Organisasi adalah sekelompok orang yang berkumpul dan bekerja sama dengan cara yang terstruktur untuk mencapai tujuan atau sejumlah sasaran tertentu yang telah ditetapkan bersama.
Terdapat organisasi formal dan organisasi informal. Organisasi formal adalah kumpulan dari dua orang atau lebih yang mengikatkan diri dengan suatu tujuan bersama secara sadar, serta dengan hubungan kerja yang rasional dan keberadaannya didukung aspek legal.
Organisasi informal adalah kumpulan dari dua orang atau lebih yang terlibat pada suatu aktivitas serta tujuan bersama yang keberadaannya tanpa didukung dengan aspek legalitas yang jelas.
1.The Man (Orang-orang) The Man adalah orang-orang yang terlibat dalam organisasi dengan perannya masing-masing, misalnya komisaris, direksi, manajer, supervisor, pegawai dan semua sumber daya manusia yang terlibat dalam pengelolaan organisasi.
2.The Cooperation (Kerjasama) The Cooperation adalah kerjasama di antara orang-orang dalam suatu organisasi dengan berbagai peran dan fungsi yang berbeda-beda untuk mencapai tujuan tertentu. Sebuah tim kerja (team work) merupakan contoh nyata kerjasama yang baik di antara orang-orang dalam mencapai tujuan.
3.The Goals (Tujuan) The Goals adalah sasaran yang hendak dicapai di masa yang akan datang. Serangkaian tujuan tersebut biasanya akan dikelompokkan dalam tujuan jangka panjang, jangka menengah, dan jangka pendek. Tujuan jangka panjang tertuang dalam rencana jangka panjang (RJP), tujuan jangka menengah tertuang dalam rencana jangka menengah (RJM), dan tujuan jangka pendek tertuang dalam rencana kerja dan anggaran (RKA).
Sebuah organisasi harus menyediakan direction framework (kerangka kerja arahan) sebagai panduan kegiatan atau proyek dan dasar pengambilan keputusan organisasi.
Dengan direction framework tersebut, organisasi bisa menilai apakah kegiatan-kegiatan organisasi telah dilaksanakan dengan tidak menyimpang dari tujuan dan sasaran yang telah ditetapkan.
Semua keputusan harus dapat dievaluasi untuk menentukan kesesuaiannya dengan kerangka kerja tersebut.
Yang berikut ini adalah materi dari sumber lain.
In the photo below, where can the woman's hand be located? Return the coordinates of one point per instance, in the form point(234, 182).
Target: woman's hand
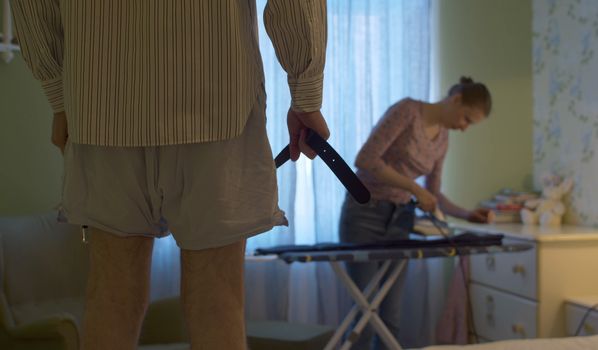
point(427, 201)
point(59, 131)
point(481, 215)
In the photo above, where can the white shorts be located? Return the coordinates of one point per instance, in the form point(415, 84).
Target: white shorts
point(206, 194)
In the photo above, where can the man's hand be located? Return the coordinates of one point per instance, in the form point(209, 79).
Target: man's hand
point(298, 123)
point(481, 215)
point(59, 131)
point(427, 201)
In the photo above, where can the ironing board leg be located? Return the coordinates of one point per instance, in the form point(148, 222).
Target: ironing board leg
point(355, 309)
point(368, 309)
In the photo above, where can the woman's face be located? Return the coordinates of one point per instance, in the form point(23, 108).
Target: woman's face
point(460, 116)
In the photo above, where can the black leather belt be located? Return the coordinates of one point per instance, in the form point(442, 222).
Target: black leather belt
point(335, 162)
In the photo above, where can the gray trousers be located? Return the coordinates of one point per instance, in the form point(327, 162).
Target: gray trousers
point(369, 223)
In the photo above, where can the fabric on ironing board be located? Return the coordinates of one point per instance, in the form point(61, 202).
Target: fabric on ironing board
point(464, 239)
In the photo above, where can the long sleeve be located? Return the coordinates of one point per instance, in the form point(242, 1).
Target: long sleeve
point(40, 33)
point(298, 32)
point(396, 119)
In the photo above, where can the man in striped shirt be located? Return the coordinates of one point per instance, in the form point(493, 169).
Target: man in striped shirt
point(159, 110)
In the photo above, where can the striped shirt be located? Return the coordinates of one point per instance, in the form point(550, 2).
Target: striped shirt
point(162, 72)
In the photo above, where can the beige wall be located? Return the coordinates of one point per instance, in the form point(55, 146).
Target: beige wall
point(490, 41)
point(30, 171)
Direction framework yang harus disediakan sebuah organisasi meliputi:
visi, misi, strategi, prinsip, klien/pelanggan/pengguna, stakeholder, tujuan, sasaran, produk atau jasa, roles, responsibilities and skills.
1.Pure Profit Organization Tujuan organisasi ini adalah menyediakan atau menjual barang dan/atau jasa dengan maksud utama untuk memperoleh laba sebanyak-banyaknya sehingga bisa dinikmati oleh para pemilik. Sumber pendanaan organisasi ini berasal dari investor dan kreditor.
2.Quasi Profit Organization Tujuan organisasi ini adalah menyediakan atau menjual barang dan/atau jasa dengan maksud untuk memperoleh laba dan mencapai sasaran atau tujuan lainnya sebagaimana yang dikehendaki para pemilik. Sumber pendanaan organisasi ini berasal dari investor swasta, investor pemerintah, kreditor, dan para anggota.
3.Quasi Non-profit Organization Tujuan organisasi ini adalah menyediakan atau menjual barang dan/atau jasa dengan maksud untuk melayani masyarakat dan memperoleh keuntungan (surplus). Sumber pendanaan organisasi ini berasal dari investor pemerintah, investor swasta, dan kreditor. 4. Pure Non-profit Organization Tujuan organisasi ini adalah menyediakan atau menjual barang dan/atau jasa dengan maksud untuk melayani dan meningkatkan kesejahteraan masyarakat. Sumber pendanaan organisasi ini berasal dari pajak, retribusi, utang, obligasi, laba BUMN/BUMD, penjualan aset negara, dan sebagainya.